Palavras-chave: : Patrimônio de afetação. Construção. Incorporação. Segurança.
Sumário: 1. Definição de incorporação imobiliária. 2. Patrimônio de afetação. 2.1. Constituição do patrimônio de afetação. 2.2. Fiscalização pela comissão de representantes. 2.3. Obrigações do incorporador. 2.4. Extinção do patrimônio de afetação. 3. Da falência do incorporador. 4. Da tributação do patrimônio de afetação. 5. Da desproteção do adquirente. Conclusão.
1. DEFINIÇÃO DE INCORPORAÇÃO IMOBILIÁRIA
Para que se adentre no tema do presente trabalho, há que se esclarecer como se origina a necessidade de sua instituição.
Nesse passo, observe-se que a definição de incorporação imobiliária vem descrita na própria Legislação, no parágrafo único, do artigo 28, da Lei 4.591/64:
Art. 28. [...] Parágrafo único. Para efeito desta Lei, considera-se incorporação imobiliária a atividade exercida com o intuito de promover e realizar a construção, para alienação total ou parcial, de edificações ou conjunto de edificações compostas de unidades autônomas.
Dessa forma, temos que a incorporação imobiliária é uma necessidade de se formalizar, regularizando a construção e a alienação do empreendimento imobiliário.
É ainda a atividade empresarial com o intuito de comercializar a alienação de unidades imobiliárias em edificações coletivas autônomas, com pagamento a vista ou em prestações.
Na doutrina de Maria Helena Diniz:
“Incorporação imobiliária como o instituto jurídico ligado ao direito civil e relacionado com a aglutinação de interesses Visando à edificação de imóveis em regime condominial, embora a incorporação de edifício seja uma atividade mercantil por natureza, e o incorporador constitua uma empresa comercial imobiliária.”

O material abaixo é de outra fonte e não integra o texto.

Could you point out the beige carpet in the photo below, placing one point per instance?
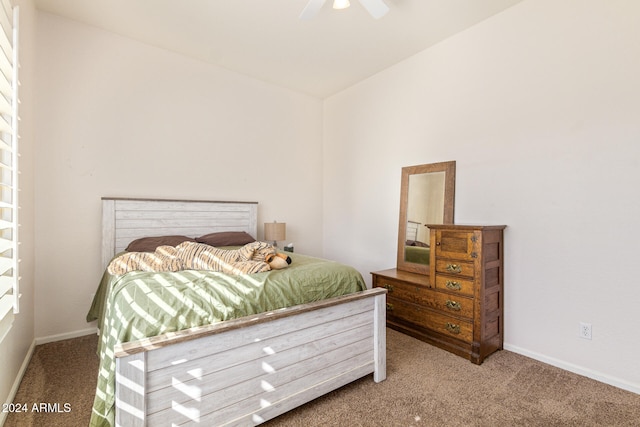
(425, 386)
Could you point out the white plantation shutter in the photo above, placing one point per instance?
(9, 293)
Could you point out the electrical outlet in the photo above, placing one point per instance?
(585, 330)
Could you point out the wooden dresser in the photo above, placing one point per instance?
(459, 305)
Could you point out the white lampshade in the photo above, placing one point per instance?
(275, 231)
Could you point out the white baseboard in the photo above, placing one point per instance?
(594, 375)
(66, 336)
(18, 380)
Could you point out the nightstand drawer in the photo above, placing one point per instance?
(447, 325)
(454, 284)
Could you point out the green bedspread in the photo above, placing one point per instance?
(143, 304)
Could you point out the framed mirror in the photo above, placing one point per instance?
(427, 195)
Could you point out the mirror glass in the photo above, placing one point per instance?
(426, 197)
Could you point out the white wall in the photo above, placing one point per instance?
(15, 347)
(540, 107)
(120, 118)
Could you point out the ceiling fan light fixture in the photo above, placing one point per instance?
(341, 4)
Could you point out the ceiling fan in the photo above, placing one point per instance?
(377, 8)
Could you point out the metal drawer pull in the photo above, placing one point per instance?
(453, 305)
(453, 328)
(454, 268)
(454, 286)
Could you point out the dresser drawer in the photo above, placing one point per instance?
(427, 297)
(446, 325)
(453, 267)
(454, 284)
(456, 244)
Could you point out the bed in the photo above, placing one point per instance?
(223, 350)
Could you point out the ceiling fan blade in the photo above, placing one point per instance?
(311, 9)
(377, 8)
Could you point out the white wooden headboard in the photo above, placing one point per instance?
(124, 220)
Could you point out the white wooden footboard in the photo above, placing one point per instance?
(247, 371)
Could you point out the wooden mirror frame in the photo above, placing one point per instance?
(449, 168)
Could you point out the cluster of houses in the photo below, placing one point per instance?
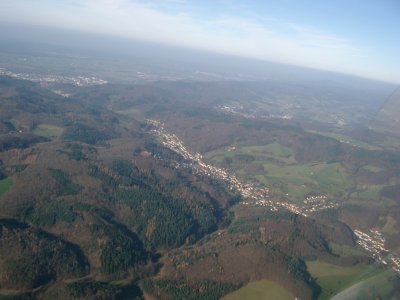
(317, 203)
(252, 193)
(374, 242)
(47, 79)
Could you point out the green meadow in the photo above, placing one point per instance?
(264, 289)
(5, 185)
(333, 279)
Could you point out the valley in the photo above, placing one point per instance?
(149, 193)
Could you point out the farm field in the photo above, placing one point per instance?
(5, 185)
(333, 279)
(264, 289)
(378, 286)
(275, 166)
(346, 139)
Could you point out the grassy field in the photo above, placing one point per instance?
(389, 227)
(378, 286)
(344, 250)
(280, 171)
(333, 279)
(49, 131)
(346, 139)
(264, 289)
(5, 185)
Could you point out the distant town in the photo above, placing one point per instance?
(373, 243)
(44, 80)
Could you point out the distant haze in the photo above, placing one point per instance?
(359, 38)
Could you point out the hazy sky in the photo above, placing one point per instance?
(360, 37)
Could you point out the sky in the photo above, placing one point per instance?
(360, 37)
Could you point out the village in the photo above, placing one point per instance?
(252, 193)
(44, 80)
(373, 243)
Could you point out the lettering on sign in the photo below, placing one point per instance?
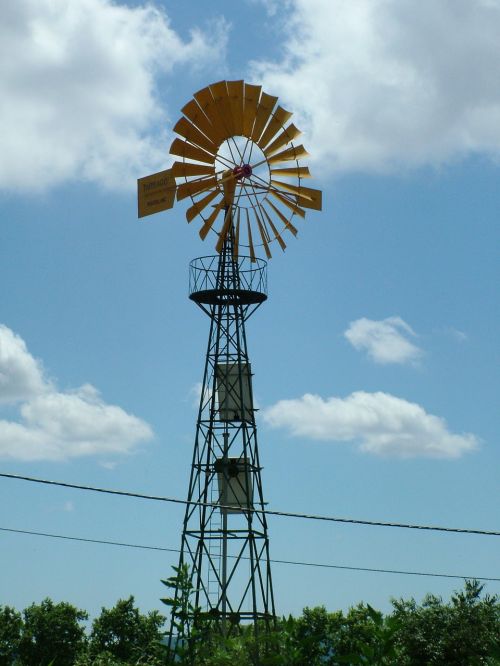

Portanto, a Incorporação Imobiliária, que tem como foco incorporar lotes, tendo a obrigação de construir nos ditames da citada Lei 4591/64, artigos 28 e 68), não se admitindo a transferência do encargo da Construção ao adquirente, sob pena de burlar a Lei 6.766/1979. Assim, entende-se que a Incorporação Imobiliária é imprescindível nos casos de edifícios pendentes de construção, os quais foram alienados, com promessa de entrega futura e por oferta pública.
Após referida analise, diante de tantos adquirentes de um mesmo empreendimento, compreendido pelos terrenos e pelas futuras construções das unidades autônomas, tem-se diversos “futuros “ proprietários em razão das relações jurídicas entre todos.
Nesse passo, imperiosa é a “instituição do Condomínio a fim de regular as relações existentes entre todos”. Referida instituição de Condomínio, dada após a construção, nos termos dos artigos 1331 e 1332, do Código Civil, alterou a legislação anterior, 4591/64, onde determinava o estabelecimento da instituição mediante o cálculo de frações. Já o Código Civil atual, Lei 10.406/2002, estabeleceu novo critério, sendo o valor de cada unidade.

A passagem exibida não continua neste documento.